Emerging LLMs – AI Research From The Lab
By Dave Timm
Emerging LLMs: Evaluating the Contenders
Our research team recently investigated the current state of the art in GPT technology and evaluated the performance of 7 large language models (LLMs).
We then did a deep dive into two interesting competitors to Open Al’s models – Google Palm and the Falcon 40B LLM.
We tested them against a series of complex workflows from our client work, including two examples (python code generation, working with JSON records within a business workflow) where we have found OpenAl struggles for accuracy.
Google Al has developed several GPT models, including PALM2 and Flan-T5, which can be accessed through their Vertex AI API and Model Garden.
FALCON is a family of language models developed by the Technology Innovation Institute (TII) in Abu Dhabi, which includes Falcon-40B and Falcon-7B. Falcon is particularly interesting as it can be run locally on a relatively low powered GPU on a local server, removing some data security and governance risks.
LLMs work by predicting which word (or a part-word called a token) is likely to come next in a particular context. The initial training or subsequent fine tuning of the model relates to adjusting the connections (called weights) between words in order to better predict the next word within a context.

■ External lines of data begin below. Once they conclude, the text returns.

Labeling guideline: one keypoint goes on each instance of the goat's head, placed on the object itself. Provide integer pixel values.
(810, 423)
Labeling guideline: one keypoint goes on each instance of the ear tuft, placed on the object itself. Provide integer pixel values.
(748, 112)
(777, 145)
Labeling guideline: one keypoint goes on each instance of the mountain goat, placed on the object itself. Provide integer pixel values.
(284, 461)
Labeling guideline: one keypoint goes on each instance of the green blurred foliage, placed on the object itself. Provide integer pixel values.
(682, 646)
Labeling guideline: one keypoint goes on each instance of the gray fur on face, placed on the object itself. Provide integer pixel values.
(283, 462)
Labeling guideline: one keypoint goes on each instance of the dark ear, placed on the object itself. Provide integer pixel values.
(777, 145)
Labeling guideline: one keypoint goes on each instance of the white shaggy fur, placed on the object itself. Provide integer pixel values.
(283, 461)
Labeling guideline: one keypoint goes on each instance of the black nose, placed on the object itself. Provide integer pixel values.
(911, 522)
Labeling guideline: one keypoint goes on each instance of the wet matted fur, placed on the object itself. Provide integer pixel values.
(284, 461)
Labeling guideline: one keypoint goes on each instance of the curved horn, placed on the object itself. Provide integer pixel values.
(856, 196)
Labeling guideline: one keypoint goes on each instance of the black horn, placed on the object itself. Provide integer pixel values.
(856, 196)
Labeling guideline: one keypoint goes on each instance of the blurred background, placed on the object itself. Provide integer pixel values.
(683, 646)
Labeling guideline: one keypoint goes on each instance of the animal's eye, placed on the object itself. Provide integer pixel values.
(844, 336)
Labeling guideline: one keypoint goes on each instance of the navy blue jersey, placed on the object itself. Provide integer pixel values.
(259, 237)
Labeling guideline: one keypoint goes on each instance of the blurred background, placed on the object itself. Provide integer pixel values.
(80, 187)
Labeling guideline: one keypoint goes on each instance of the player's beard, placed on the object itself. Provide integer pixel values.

The “40B and 7B” descriptors in the Falcon model relates to the number of parameters in the model which includes these weights.
Setup & Testing
We ran Falcom 40B and 7B via a hosted version on HuggingFace, a platform which hosts machine learning models. Falcon models can be easily integrated into existing workflows using the Hugging Face ecosystem.
We ran Google Palm2 (their ChatGPT equivalent) via the Vertex AI APIs. Google has also integrated GPT into their cloud-based machine learning platform, making it easy for businesses to deploy and use GPT models.
Hitting The Limits
OpenAI GPT 4 is still a leader based on the quality level and detail of the
generated text – where the reinforcement learning with the number of users (feedback) plays a significant role but is relatively slow in response time and lacks reasoning (which OpenAl is working on).
The main competitor rising is Google Al – Palm 2 which has very strong logical reasoning capability and around 4x quicker in response time. The ‘code-bisom’ model performed worse in both direct code generation and in complex problem solving than the ‘text-bisom’ model (which over-performed GPT4 in some tasks). Negatives include the need for more precise prompts and there’s insufficient reliability to build into business automation.
FALCON shows that there is an absolutely accessible and free GPT 4 level model, with quick response time, can be run locally and has fine-tuning capability. It is early days though and we failed to get adequate responses on some tests in particular code generation and some complex query interpretation.
We will install Falcon locally and fine tune as part of another research paper. This will enable us to adjust the weights in the model and explore its utility within a specific domain.
What’s the verdict?
We will continue to implement OpenAI based models in our client engagements and will monitor progress of these and other models.
We appreciate your interest and look forward to sharing more with you!